What Is Green Vectors?
Green Vectors is patent-pending semantic transformation technology developed by Morphos AI that eliminates redundant vector storage at ingestion. It produces vector representations that are up to 99.5% smaller and 25 to 59% more accurate than conventional vector databases. Unlike compression, which lowers the precision of each vector, Green Vectors treats meaning as the basic unit of storage, so redundant fragments never become retrieval clutter.
How Green Vectors works (high level)
Traditional vector databases store one vector per chunk of data. As data grows, the index accumulates large numbers of near-duplicate vectors that represent overlapping or redundant meaning. This bloat increases storage costs, slows query response, and degrades search relevance through noise.
Green Vectors applies patent-pending methods at the ingestion layer. As new data enters the system, semantic facets are identified and updated rather than appended as new vectors. The vector count grows with the number of distinct concepts in the data, not the raw volume of incoming data.
The result is a vector index that stays compact and semantically clean as data scales, without the lossy tradeoffs of compression or quantization techniques.
How Green Vectors differs from vector compression
Vector compression techniques such as quantization reduce the precision of each stored vector. A 1536-dimension float vector becomes a 192-byte binary vector. Storage drops, but every vector loses information and accuracy degrades.
Green Vectors is not compression. It is semantic transformation. The number of vectors is reduced by eliminating redundancy, but each vector retains full precision. Storage drops because there are fewer vectors, not because each vector is smaller.

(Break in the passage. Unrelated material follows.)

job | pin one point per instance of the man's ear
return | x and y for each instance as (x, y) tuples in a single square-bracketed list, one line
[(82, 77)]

This distinction matters because Green Vectors is complementary to compression, not competitive with it. In the Elastic BBQ benchmark, Green Vectors alone reached 1.5GB at .9658 relevancy, outperforming both BBQ alone and the combined configuration. Quantization can be layered where a pipeline already uses it, but Green Vectors alone delivered the best result, so quantization becomes optional.
Where Green Vectors fits in your stack
Green Vectors is delivered through Kitana, a Python SDK that drops in alongside existing vector databases. Kitana does not replace Pinecone, Qdrant, Weaviate, or pgvector. It optimizes what enters them.
The integration is at the ingestion layer. Data is processed through Kitana before being written to the vector database. The vector database itself continues to handle storage and retrieval. The change is that the index is dramatically smaller and semantically cleaner, which improves cost, latency, and accuracy without requiring infrastructure replacement.
Green Vectors keeps your vector database and runs alongside Pinecone, Qdrant, Weaviate, or pgvector. What changes is the surrounding stack: because the index is clean and accurate from ingestion, the auxiliary infrastructure teams normally add, separate reranking stages, parallel keyword pipelines, and scheduled reindex jobs, often becomes optional.
Validated benchmarks
In the Project Gutenberg benchmark at 50,000 books and 15 million traditional vectors, Green Vectors reduced storage from 260GB to 1.3GB, a 99.5% reduction. Query latency improved by up to 4x. Search quality improved by up to 59%. For context, aggressive 1-bit quantization on the same dataset required 8.1GB and sacrificed accuracy.
In a commercial patent search deployment, Green Vectors delivered 67% reduction in storage costs and 10x faster conceptual search.
In a head-to-head comparison with Elastic Better Binary Quantization, Green Vectors achieved over 2.1x higher search accuracy with 99% reduction in storage footprint.